The dispute between for-profit colleges and the government regulators has been simmering for a long time and has just boiled over again even as students prepare to go back to school. The reason for this is the lawsuit that has pulled up major players involved in a great fraud.
This is the first time ever that the federal government is involved in one of the cases pulling up for profit colleges. The complaint was filed against the Education Management Corp. (EDMC) by the Department of Justice.
As students of for-profit colleges are funded predominantly by student loans, there is an escalation in the fight against them. As compared to students at non-profit universities and colleges, for-profit students are more likely to default.
The complaint against EDMC is that they indulged in recruitment that is commission based which is against the federal law. Even before this, there have been incidents where for-profit colleges were targeted by the Obama administration. Just a few months back, these colleges were brought under new regulations that required them to meet certain benchmarks if they did not want to lose the federal funding universities and colleges.

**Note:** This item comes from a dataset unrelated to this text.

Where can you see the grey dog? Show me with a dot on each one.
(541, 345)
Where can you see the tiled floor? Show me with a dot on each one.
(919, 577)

The rate of default among students who go to for-profit colleges is alarming, almost double of the rate at public universities and colleges. According to Fastweb and FinAid, the financial aid websites publisher Mark Kantrowitz, high default rates is not really an indicator of anything wrong or misappropriate. High default rates are mainly due to the fact that they serve lower income and minority populations.
According to Mark Kantrowitz, those who drop out of college are more likely to default on loans than those who complete their education. “Gainful employment” regulation was instituted by the Obama administration in recognition of this trend.
Misleading marketing practices were addressed in the first phase of regulations. The second phase put forth three requirements. According to Association of Private Sector Colleges and Universities president and interim CEO, Brian Moran, these regulations are making for-profit colleges very unhappy.
The case against EDMC now seems like water under the bridge due to the new regulations says Kantrowitz. The government however says in its complaint that spans 122 pages that a boiler room sales culture has been created by EDMC.
The complaint says that recruiters were instructed to enroll students who did not quality. Some of them were not even able to write with clarity unable to write coherently and some were drug addicts. For the online courses, EDMC even enrolled students who did not have a computer.
Since the announcement of the lawsuit, stocks of EDMC fell by 14 percent.
Similar cases in the past have been settled out of court. We have to wait and see what happens this time. Hope it is taken all the way as this is the only way to find out whether something wrong was actually done or not. Taking this case all the way through will also pull up other such colleges that are skirting the rules. Hope government takes a strong stand this time.